Esta relación entre el fanatismo –religioso y político– que, junto con los colosales intereses monetarios mueve a los estrategas del Estado Islámico y  los cientos de miles de personalidades angustiadas y frustradas en todo el mundo, se ha constituido en un formidable impulsor del terrorismo. Durante la etapa de la guerra fría, los aparatos de inteligencia norteamericanos y soviéticos “sembraban” agentes en el campo contrario, quienes permanecían “dormidos” durante años, hasta que bien integrados a la sociedad de destino, podían realizar complejas tareas de provocación y espionaje. En cambio a los yihadistas o a otros, les basta difundir sus llamados a la destrucción, con la seguridad de llegar a oídos sensibles.
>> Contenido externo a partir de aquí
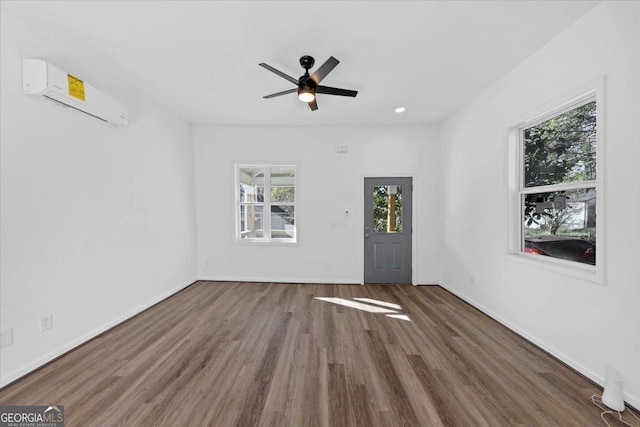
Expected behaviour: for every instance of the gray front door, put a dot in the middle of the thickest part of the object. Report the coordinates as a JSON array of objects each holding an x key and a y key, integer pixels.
[{"x": 387, "y": 230}]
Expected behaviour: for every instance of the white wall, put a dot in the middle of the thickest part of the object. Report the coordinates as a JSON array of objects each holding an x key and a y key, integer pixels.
[
  {"x": 591, "y": 326},
  {"x": 96, "y": 223},
  {"x": 328, "y": 185}
]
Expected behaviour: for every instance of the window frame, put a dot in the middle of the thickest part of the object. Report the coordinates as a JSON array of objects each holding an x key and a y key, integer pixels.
[
  {"x": 266, "y": 204},
  {"x": 593, "y": 91}
]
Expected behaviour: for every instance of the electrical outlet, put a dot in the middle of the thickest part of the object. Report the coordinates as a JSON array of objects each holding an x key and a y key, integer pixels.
[
  {"x": 46, "y": 322},
  {"x": 7, "y": 338}
]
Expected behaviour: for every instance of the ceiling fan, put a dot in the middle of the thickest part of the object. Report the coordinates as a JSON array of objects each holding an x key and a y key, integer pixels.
[{"x": 309, "y": 85}]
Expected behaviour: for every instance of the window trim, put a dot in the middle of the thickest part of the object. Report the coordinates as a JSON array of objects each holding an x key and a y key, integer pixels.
[
  {"x": 593, "y": 91},
  {"x": 266, "y": 203}
]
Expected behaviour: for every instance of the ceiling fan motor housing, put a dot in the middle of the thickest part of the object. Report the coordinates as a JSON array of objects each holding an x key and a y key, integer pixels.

Tal parece que los actos terroristas, ni siquiera son planeados por los autores de la convocatoria al derramamiento de sangre, pues su concepción y ejecución corre a cargo de estos asesinos suicidas.
Así, el terrorismo moderno, en la era de las potencialidades infinitas alcanzadas por las comunicaciones, adquiere también posibilidades inconmensurables. Pensemos en cualquier individuo inconforme con su suerte, laborando a regañadientes, impedido por mil obstáculos para saltar el muro de las diferencias de clase, con lecturas superficiales de las guerras y de sus héroes, anidando odios y envidias a granel. El tipo es un candidato proclive al mensaje de los altos planificadores del terror, sobre todo cuando le ofrecen –esto sí, nada nuevo– un alto destino en el más allá. Así opera el mensaje de líderes como Osama Bin Laden –este Frankenstein, como el ISIS, creado por la inteligencia norteamericana– cuando invocaba: “Dios ha bendecido a un grupo de musulmanes para que destruyan América e imploramos a Alá que eleve su rango y les conceda un lugar en el cielo”. Estas prometidas moradas “de leche y miel” –ya sea en la tierra o en el cielo– por un lado y el infierno por el otro, han sido a lo largo de los siglos, el mejor de los señuelos, para auspiciar en individuos o en grandes colectividades, actos de exterminio y esquizofrenia.
Este terrorismo no les quita ni una migaja de poder a los poderosos, antes los fortalece para continuar con mayor eficacia su tarea de expoliación. Pero, sí acaba o arruina la vida de centenares de miles. También afecta la de otros tantos millones de personas en todo el mundo, quienes son presa del miedo y ven restringidas sus libertades, sobre todo la de movimiento ya sea en los países propios o en los extranjeros.